[Pil-pc-oceania] IPC8 in Brazil - Some personal highlights - 1. Think-tanks
Rosemary Morrow
rowe at lisp.com.au
Sat Aug 25 18:02:23 EST 2007
Hello Everyone:
I wonder if it would be relevant for me to write a few paragraphs
each week about the actions and ideas from IPC8 which I found
particularly interesting. I'm giving you a taste with the following
and will not continue if you feel it's not for you or not
appropriate. I'm going to keep them short and will enter into longer
discussions with anyone who wishes to contact me on my email. But
I hope they will provoke some discussion amongst us all.
Warmly,
Rowe
1. A PERMACULTURE THINK TANK
In preparation for IPC8 Scandinavian permaculturists, primarily
teachers, from Norway, Sweden and Denmark held a live-in weekend in
March this year to discuss what they thought were the issues of most
importance to them, and to bring that thinking as papers, to
Brazil. They seemed to be the only group at the conference which
concentrated on climate change and what it would mean for their
countries and, they also looked at early permaculture ideas to see
how they had weathered and where they felt they should be going with
permaculture in the future.
They brought papers to hand out, but didn't present them in sessions
and this is a summary of their ideas. I've added some information
given to me in informal chats by Tony Andersen, one of the
permaculture 'elders' who is weathering extremely well well with good
food and whisky. I have them as computer documents and could send the
full manuscripts to anyone who requests them. They were prompted by
the following:
“In 1984 Bill Mollison said that permaculturists had ten years to
make a difference. This was Plan A. Given the stunning decline of the
planet’s ecological equilibrium in the last few years most would
consider it ludicrous to suggest that we have. However there are more
than a few who feel strongly that perhaps we may claim to have set
the stage to make a difference.”
– Ali Sharif, www.ipc8.org, Director’s Blog, 2006.

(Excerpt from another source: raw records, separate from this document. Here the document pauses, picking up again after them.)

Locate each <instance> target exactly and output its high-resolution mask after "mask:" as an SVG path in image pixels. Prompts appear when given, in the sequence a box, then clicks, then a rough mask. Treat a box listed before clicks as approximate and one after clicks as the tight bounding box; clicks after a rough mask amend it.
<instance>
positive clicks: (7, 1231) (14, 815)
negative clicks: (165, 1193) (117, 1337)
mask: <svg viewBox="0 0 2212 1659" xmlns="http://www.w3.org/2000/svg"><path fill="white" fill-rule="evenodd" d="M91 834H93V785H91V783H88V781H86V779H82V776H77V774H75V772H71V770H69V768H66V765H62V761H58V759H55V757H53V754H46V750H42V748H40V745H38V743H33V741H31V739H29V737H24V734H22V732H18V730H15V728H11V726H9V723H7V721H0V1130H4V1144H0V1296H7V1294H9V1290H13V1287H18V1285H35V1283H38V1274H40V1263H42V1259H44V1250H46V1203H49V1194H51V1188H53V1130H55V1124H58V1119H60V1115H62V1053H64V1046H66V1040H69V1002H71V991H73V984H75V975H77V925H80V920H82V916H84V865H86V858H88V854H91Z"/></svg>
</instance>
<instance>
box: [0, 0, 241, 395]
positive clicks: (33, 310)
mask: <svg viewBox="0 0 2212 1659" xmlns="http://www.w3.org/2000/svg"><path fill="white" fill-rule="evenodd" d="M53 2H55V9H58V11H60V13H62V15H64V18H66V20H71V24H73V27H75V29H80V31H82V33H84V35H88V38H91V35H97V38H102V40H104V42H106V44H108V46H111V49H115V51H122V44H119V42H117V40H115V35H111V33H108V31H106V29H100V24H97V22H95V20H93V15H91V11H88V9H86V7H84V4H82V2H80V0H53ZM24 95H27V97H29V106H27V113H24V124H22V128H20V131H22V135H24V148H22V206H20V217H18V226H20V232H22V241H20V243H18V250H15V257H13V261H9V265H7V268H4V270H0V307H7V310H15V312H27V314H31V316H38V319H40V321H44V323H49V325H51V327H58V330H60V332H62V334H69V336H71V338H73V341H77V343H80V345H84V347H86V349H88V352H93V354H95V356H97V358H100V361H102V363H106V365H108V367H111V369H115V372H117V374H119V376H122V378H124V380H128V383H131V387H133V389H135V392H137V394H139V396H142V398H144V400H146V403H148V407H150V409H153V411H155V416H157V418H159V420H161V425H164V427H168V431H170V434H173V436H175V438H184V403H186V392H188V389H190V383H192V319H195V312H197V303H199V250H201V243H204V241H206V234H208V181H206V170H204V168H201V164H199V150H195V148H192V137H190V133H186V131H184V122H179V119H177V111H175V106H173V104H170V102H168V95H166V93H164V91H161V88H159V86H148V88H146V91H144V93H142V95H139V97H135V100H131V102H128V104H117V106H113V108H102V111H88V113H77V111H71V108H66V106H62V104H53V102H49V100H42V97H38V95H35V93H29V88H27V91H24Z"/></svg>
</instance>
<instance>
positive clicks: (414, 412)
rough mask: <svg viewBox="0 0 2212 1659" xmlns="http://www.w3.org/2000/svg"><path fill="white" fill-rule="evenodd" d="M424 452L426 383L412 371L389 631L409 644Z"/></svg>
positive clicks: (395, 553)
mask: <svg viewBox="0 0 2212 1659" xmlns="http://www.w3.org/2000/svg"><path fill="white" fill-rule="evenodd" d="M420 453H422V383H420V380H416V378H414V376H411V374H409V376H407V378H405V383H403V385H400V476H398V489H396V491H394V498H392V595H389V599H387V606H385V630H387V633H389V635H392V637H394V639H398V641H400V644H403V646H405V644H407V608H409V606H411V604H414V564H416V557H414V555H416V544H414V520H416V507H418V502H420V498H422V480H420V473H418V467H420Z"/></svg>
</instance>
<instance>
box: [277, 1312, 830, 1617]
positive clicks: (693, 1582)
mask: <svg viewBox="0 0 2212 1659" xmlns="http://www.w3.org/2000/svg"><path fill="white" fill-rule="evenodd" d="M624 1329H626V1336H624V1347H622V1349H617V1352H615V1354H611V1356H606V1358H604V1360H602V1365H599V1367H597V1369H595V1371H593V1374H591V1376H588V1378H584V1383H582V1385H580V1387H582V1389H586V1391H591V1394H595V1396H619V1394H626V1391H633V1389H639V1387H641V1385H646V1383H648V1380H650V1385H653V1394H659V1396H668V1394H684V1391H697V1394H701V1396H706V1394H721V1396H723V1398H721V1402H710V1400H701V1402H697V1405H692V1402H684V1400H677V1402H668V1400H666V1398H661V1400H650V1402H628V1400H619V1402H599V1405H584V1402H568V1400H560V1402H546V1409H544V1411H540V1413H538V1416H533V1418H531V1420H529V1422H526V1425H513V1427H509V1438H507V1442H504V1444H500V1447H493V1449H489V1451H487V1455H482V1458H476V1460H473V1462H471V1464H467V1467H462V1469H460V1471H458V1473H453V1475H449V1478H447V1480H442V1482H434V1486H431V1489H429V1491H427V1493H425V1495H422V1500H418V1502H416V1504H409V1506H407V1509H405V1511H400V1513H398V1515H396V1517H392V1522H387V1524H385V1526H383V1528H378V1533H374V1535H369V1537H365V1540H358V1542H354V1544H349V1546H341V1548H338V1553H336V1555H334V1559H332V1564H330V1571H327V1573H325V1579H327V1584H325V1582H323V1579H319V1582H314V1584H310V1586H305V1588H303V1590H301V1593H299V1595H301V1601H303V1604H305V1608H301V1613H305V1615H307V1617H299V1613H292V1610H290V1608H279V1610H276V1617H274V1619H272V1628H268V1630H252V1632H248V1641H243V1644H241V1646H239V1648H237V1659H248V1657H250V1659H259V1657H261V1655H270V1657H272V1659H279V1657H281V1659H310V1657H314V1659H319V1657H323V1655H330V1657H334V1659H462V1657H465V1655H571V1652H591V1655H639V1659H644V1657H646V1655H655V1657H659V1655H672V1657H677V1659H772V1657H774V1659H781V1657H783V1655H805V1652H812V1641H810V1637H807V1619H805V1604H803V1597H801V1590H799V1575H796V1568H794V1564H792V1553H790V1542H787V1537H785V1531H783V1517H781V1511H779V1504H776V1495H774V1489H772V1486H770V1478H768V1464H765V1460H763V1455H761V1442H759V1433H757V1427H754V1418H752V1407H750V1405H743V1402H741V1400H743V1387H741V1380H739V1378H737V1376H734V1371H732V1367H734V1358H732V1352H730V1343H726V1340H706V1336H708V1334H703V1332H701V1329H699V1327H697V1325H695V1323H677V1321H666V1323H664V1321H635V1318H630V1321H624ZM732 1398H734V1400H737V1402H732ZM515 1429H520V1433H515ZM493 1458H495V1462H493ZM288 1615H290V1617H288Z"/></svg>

They looked at Bill Mollison's Plan A and then a Plan B in terms of
the rate of environmental deterioration. Plan A they felt was now
out of date and that Plan B needed to be implemented as fast as
possible. Plan B focusses on working together and locally in
powerful ways. Plan B stresses the urgent need for repair and
regeneration not simply of conservation present systems. It is
almost a fourth ethic - repair, renew, regenerate water, soils, food
and energy, now. The Nordic group focussed on the Oeresund region.
Plan B they state is for permaculture as conditions became more
critical - for whatever reasons, drought, peak oil, climate change -
choose your disaster. Plan B entails consciously targetting
neighbourhoods and groups as the units of strength, not individuals,
and then through permaculture design work on the issues. This has
implications for courses and how we teach them. It centres in on
localisation (call it bioregionalism perhaps) and direct action
through groups. Perhaps the climate change groups being formed in
many places in Australia are vehicles for this. Restitution of
landscape is fundamental.
I took this idea a bit further. It occurred to me that eco-centres
and eco-villages could focus as local centres of knowledge and
skills. For example, they do not need to have the seedbank but they
need to know where the local seeds, and other such critical
information and skills, can be found. They would function as
emergency centres in the case of disasters.
Tony told me that in Scandinavia, the Danes, in particular are
looking at floating villages, perhaps boat villages with floating
gardens and, tall buildings plugged deeply into bedrock as the other
main living units for their populations.
Also, in their "10,000 trees paper, they propose that the 10,000
trees planted per person message is primarily for coastal areas which
are likely to be inundated permanently, however they also see it as a
global strategy - see the last edition of the Permaculture Activist
on climate change.. Huge littoral forests would be planted to
mitigate the force of wind and waves breaking over coastal lowlands.
This is a type of disaster planning which is pro-active for a defined
region and not difficult to implement..
Some of these ideas are to be taken to the European Community and to
the UN where Tony will make representation next year.
Importance of Think Tanks:
1. Local permaculture Think-tanks look at the bigger regional
picture and permaculture theory and practice to see how it meets
future needs, and then develops plans that can be put to local,
state or federal governments. It would be good if each state or
regional could do this for IPC9. Is it possible? Who are our
thinkers?
2. They come with ideas for special treatment of areas such as
low coastal zones. For example, I realised that every country,
not land-bound needs littoral permaculture plans, as we need the
riverine plans and this should be part of our permaculture thinking
and, of course, it is just as important as water harvesting on a
huge scale in dry or drought areas. The mass movement of people from
their homes should i think be avoided as much as possible.
What do you think?
1. Should we hold think tanks and then present the results at APC9?
2. What are the local regions Australia of Australia and the
south Pacific which would need regional permaculture plans - and if
restoration is to start - what should it be?
3. Where do we feed in our findings?
4. How does this information affect our teaching curriculum?